Sofia Coppola credited In the Mood for Love as her largest inspiration on her Academy Award-winning film Lost in Translation, which ended with secrets being shared, and made important use of another song by Bryan Ferry. Lost in Translation's iconic opening shot was inspired by a shot from In the Mood for Love. Coppola thanked Wong Kar-wai in her Oscar acceptance speech.
The directors of Academy Award-winning film Everything Everywhere All at Once cited In the Mood for Love and its director Wong Kar-wai as inspirations for portions of their multiverse story.

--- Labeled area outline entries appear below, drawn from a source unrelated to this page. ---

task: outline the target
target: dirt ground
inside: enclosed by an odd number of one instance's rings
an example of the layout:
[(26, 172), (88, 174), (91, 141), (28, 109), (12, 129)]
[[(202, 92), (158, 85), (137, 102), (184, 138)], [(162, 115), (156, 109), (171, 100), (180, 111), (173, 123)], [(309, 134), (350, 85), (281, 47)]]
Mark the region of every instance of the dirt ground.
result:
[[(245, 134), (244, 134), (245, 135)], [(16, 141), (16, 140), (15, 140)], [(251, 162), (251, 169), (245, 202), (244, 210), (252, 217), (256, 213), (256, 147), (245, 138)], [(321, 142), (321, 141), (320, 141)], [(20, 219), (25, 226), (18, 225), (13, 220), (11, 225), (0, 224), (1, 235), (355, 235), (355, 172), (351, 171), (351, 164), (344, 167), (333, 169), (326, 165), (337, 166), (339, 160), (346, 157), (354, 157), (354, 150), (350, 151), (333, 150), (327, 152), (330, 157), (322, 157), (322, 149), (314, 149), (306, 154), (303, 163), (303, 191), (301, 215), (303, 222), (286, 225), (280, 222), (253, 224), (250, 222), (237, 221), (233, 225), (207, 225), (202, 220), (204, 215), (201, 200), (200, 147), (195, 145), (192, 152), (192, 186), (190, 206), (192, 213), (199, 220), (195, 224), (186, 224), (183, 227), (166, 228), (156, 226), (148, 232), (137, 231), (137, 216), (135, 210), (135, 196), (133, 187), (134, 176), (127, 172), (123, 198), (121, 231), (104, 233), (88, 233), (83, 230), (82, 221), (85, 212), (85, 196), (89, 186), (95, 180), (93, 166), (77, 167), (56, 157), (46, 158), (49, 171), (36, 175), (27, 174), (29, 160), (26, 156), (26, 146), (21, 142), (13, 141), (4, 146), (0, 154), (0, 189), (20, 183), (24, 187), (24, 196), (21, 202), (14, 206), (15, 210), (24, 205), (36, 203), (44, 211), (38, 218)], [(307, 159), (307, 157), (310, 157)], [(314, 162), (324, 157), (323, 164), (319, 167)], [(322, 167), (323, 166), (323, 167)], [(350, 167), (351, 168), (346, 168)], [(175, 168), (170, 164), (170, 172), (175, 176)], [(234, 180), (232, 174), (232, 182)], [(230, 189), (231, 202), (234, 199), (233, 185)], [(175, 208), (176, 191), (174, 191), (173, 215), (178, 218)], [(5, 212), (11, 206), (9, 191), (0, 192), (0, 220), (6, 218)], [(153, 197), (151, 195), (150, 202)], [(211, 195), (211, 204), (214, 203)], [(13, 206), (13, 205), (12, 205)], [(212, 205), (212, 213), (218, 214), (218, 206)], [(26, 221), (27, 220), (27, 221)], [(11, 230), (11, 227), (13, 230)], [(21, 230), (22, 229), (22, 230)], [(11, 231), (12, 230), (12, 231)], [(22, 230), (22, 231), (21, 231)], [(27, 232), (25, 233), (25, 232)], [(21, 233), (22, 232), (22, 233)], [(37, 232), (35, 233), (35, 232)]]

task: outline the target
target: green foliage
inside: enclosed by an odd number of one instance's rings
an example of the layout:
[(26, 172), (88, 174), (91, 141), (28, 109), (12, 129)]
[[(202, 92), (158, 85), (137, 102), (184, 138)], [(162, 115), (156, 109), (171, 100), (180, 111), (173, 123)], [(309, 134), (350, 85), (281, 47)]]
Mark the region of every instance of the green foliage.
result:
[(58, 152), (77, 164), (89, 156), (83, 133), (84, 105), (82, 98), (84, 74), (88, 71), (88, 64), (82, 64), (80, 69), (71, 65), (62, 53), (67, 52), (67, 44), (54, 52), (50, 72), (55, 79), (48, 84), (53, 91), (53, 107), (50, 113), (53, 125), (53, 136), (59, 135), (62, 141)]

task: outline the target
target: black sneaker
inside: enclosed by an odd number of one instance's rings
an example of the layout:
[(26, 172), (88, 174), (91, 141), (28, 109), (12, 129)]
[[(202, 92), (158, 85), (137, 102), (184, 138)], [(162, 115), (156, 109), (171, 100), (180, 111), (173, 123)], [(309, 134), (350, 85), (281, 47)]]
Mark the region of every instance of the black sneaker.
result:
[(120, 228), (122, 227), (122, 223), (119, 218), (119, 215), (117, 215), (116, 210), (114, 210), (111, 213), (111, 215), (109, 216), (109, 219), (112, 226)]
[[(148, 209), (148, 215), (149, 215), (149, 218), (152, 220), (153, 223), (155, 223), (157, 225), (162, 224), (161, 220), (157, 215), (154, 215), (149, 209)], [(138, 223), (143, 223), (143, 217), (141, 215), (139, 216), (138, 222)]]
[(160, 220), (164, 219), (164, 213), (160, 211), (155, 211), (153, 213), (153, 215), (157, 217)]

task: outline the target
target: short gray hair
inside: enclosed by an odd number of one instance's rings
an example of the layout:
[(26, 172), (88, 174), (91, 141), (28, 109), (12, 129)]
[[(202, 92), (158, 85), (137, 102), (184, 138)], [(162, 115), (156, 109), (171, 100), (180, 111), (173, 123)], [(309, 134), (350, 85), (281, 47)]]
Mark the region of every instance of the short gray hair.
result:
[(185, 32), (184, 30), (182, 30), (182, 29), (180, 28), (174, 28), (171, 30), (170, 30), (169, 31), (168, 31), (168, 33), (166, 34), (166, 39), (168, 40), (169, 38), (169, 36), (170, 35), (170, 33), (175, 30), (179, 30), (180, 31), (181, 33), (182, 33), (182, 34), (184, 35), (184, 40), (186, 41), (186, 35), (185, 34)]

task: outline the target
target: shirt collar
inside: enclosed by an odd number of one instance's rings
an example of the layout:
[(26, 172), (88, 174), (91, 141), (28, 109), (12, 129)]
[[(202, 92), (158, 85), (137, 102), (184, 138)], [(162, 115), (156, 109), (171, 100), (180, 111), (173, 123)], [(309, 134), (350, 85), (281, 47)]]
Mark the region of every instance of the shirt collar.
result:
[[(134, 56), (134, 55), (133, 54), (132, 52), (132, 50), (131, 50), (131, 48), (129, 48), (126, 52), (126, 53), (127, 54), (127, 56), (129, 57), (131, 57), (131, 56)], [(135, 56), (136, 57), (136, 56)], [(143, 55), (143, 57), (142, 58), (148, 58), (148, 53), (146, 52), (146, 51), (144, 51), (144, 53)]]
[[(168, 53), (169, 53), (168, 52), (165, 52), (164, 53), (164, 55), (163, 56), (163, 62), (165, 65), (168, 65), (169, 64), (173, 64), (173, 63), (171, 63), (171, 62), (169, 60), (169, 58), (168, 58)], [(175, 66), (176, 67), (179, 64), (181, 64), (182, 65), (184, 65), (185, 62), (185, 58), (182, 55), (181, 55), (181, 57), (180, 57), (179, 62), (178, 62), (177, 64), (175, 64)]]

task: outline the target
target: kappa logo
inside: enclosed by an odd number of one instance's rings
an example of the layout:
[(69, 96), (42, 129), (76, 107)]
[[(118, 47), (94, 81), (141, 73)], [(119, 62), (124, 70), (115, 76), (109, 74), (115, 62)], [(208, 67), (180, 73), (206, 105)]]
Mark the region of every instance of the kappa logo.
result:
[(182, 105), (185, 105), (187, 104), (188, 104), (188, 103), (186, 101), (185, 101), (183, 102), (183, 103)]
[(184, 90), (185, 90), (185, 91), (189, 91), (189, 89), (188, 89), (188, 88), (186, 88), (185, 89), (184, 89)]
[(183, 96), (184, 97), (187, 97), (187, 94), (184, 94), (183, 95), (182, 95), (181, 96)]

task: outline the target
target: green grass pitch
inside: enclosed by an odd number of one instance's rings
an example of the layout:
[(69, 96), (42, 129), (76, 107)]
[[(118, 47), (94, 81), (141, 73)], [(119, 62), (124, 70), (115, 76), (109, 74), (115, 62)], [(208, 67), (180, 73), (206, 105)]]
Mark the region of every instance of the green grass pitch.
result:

In 2000, Empire ranked it number 42 in its list titled "The 100 Best Films of World Cinema". It was ranked 95th on 100 Best Films from 1983 to 2008 by Entertainment Weekly. In November 2009, Time Out New York ranked the film as the fifth-best of the decade, calling it the "consummate unconsummated love story of the new millennium".
They Shoot Pictures, Don't They?, a review aggregator covering the history of cinema, lists In the Mood for Love as the 19th most acclaimed film of all time, making it the most widely acclaimed film released anywhere in the world since its release in 2000. In the 2022 Sight & Sound critics poll, In the Mood for Love appeared at number 5, making it the highest ranked film from the 2000s and one of only two from the 2000s to be listed in the top 10 of all time, along with David Lynch's Mulholland Drive. Wong's film was also the highest ranked film by a Chinese filmmaker. The film owed its placement to the votes of 42 critics (out of 846) who placed it in their own individual top 10 lists.
In 2015, the Busan International Film Festival ranked the film No. 3 in its Asian Cinema 100 list, behind Yasujirō Ozu's Tokyo Story and Akira Kurosawa's Rashomon.
In 2016, the film appeared in second place on BBC's list of 100 Greatest Films of the 21st Century after Mulholland Drive. The film ranked 9th in BBC's 2018 list of The 100 greatest foreign language films voted by 209 film critics from 43 countries around the world.
In 2019, The Guardian ranked the film fifth in its Best Films of the 21st Century list. In 2021 the film was ranked at No. 8 on Time Out magazine's list of The 100 best movies of all time.
In 2022, Sight & Sound ranked the film 5th on its "Greatest Films of All Time" critics' poll.